Überstunden

So, nun ist es endlich geschafft, Isengart ist besiegt. Dank der Ents und meiner Bogenschützen-Feuerpfeil-Upgrades. Ich hatte zum Schluss sogar mehr Punkte als mein Sohn. Aber das ist meistens so, denn ich kümmere mich mehr um Rohstoffe und Entwicklung, während er sich sofort auf das Dahinmetzeln der Gegner konzentriert. Fakt ist, das „Kampf um Mittelerde“ echt die bessere Grafik hat als „Oskar der Ballonfahrer entdeckt de Bauernhof“. Deshalb spielen wir in letzter Zeit doch eher so etwas bei unseren kleinen LAN-Partys daheim.
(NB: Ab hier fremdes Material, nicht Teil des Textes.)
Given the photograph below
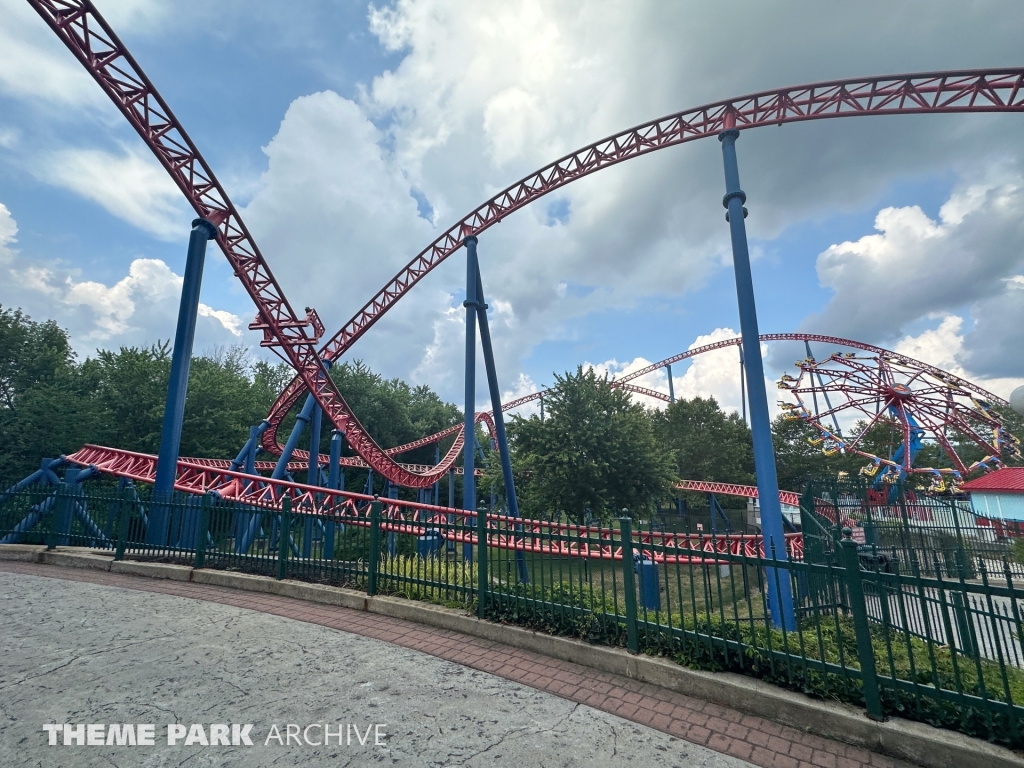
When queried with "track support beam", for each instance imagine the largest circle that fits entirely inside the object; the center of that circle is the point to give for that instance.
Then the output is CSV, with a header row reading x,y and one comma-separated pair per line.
x,y
496,406
177,386
779,588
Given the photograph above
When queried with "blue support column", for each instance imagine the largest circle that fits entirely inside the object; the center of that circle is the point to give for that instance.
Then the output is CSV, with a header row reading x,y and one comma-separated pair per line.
x,y
779,589
742,384
305,415
312,475
335,481
469,449
246,459
451,515
177,386
437,485
496,406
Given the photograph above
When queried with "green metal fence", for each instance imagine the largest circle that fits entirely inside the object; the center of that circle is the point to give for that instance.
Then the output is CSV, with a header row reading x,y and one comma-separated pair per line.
x,y
934,640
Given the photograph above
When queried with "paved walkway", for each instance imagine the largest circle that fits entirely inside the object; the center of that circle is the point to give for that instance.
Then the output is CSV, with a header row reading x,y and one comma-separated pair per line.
x,y
449,699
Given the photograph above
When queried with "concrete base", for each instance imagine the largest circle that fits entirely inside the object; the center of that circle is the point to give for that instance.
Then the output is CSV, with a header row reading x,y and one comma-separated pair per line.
x,y
915,742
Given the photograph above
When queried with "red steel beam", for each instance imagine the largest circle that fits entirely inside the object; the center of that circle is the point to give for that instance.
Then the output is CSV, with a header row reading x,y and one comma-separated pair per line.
x,y
936,92
96,46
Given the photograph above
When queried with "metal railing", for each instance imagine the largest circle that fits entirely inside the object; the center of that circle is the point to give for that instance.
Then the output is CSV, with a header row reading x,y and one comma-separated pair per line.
x,y
896,636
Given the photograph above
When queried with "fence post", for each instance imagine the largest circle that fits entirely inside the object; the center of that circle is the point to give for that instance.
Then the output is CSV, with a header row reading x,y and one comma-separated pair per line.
x,y
626,531
125,507
482,582
865,651
375,545
284,534
204,530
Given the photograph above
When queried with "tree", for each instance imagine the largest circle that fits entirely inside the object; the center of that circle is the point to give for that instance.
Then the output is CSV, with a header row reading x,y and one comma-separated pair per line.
x,y
596,452
797,456
46,403
709,444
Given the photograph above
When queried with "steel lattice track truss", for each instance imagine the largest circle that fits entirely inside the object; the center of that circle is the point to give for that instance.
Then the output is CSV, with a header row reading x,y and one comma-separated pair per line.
x,y
920,403
295,337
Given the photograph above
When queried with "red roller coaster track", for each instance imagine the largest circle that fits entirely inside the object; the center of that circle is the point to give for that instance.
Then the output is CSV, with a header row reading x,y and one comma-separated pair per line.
x,y
93,42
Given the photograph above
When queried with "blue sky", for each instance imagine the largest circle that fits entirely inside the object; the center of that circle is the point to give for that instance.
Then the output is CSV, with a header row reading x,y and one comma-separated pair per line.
x,y
351,134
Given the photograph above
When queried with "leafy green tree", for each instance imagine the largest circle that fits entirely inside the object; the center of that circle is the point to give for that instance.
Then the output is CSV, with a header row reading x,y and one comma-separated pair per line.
x,y
131,389
709,444
46,403
797,456
596,452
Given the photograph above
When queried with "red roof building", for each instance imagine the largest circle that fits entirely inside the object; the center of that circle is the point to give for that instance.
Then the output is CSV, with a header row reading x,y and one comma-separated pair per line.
x,y
1007,480
998,497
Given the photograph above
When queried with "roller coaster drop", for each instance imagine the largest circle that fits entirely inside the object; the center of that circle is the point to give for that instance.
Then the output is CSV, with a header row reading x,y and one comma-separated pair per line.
x,y
296,337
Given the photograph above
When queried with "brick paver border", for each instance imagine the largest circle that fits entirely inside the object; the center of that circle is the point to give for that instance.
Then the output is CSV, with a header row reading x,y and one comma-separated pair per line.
x,y
755,739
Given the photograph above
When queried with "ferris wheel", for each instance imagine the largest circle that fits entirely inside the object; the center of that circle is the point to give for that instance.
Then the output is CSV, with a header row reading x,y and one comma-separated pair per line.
x,y
848,394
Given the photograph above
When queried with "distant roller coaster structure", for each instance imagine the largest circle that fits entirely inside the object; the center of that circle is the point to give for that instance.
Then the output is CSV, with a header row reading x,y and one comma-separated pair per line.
x,y
298,337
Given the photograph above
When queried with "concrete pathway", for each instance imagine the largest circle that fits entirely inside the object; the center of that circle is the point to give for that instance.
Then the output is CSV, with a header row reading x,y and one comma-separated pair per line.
x,y
86,653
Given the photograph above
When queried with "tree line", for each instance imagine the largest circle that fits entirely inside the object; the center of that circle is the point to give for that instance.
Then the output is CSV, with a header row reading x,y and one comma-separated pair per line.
x,y
594,453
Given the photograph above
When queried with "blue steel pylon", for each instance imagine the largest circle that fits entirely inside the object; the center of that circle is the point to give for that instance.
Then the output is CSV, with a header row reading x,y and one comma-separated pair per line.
x,y
177,385
779,589
475,305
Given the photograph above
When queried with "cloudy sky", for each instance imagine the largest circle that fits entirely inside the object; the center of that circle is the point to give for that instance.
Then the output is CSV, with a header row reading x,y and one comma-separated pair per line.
x,y
350,135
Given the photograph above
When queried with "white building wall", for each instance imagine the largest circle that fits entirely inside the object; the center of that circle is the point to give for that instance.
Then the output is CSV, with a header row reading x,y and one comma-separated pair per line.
x,y
998,506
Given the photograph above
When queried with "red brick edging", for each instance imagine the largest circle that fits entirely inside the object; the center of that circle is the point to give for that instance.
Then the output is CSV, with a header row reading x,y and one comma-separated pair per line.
x,y
724,730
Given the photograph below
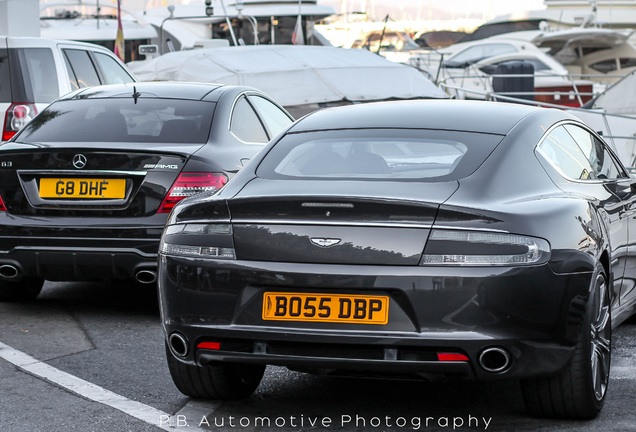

Ich finde übrigens nicht, dass solche Strategie-Spiele schlecht für die Psyche eines 12-jährigen sind. Ja… gut… Problemlösungen beschränken sich hier immer darauf, einfach alle abzuknallen, die man unsympathisch findet. Aber jeder, der 2x täglich am Blauen Wunder im Stau steht, kennt solche Denkweisen.

Ehrlich gesagt, habe ich in letzter Zeit immer weniger Lust auf solche Spiele gehabt (Solitär würde mir manchmal voll reichen). Doch mein Nachwuchs meint dann immer: „Denk an deine Medienkompetenz! Ihr wollt Multiplikatoren schulen …“ Jaja, er hat ja Recht! Es ist ja für einen guten Zweck. Ich muss aber doch noch einmal mit dem Chef reden, ob er mir das nicht als Überstunden anerkennt?

Nun klickt mein Kind irgendwas bei Ebay zusammen, während ich hier so vor mich hin blogge. Er murmelt etwas mit „… Pumpgun besorgen … mal sehen ob’s Taschengeld reicht … mit in die Schule nehmen …Blödmänner können was erleben …“ Keine Ahnung, worum es geht.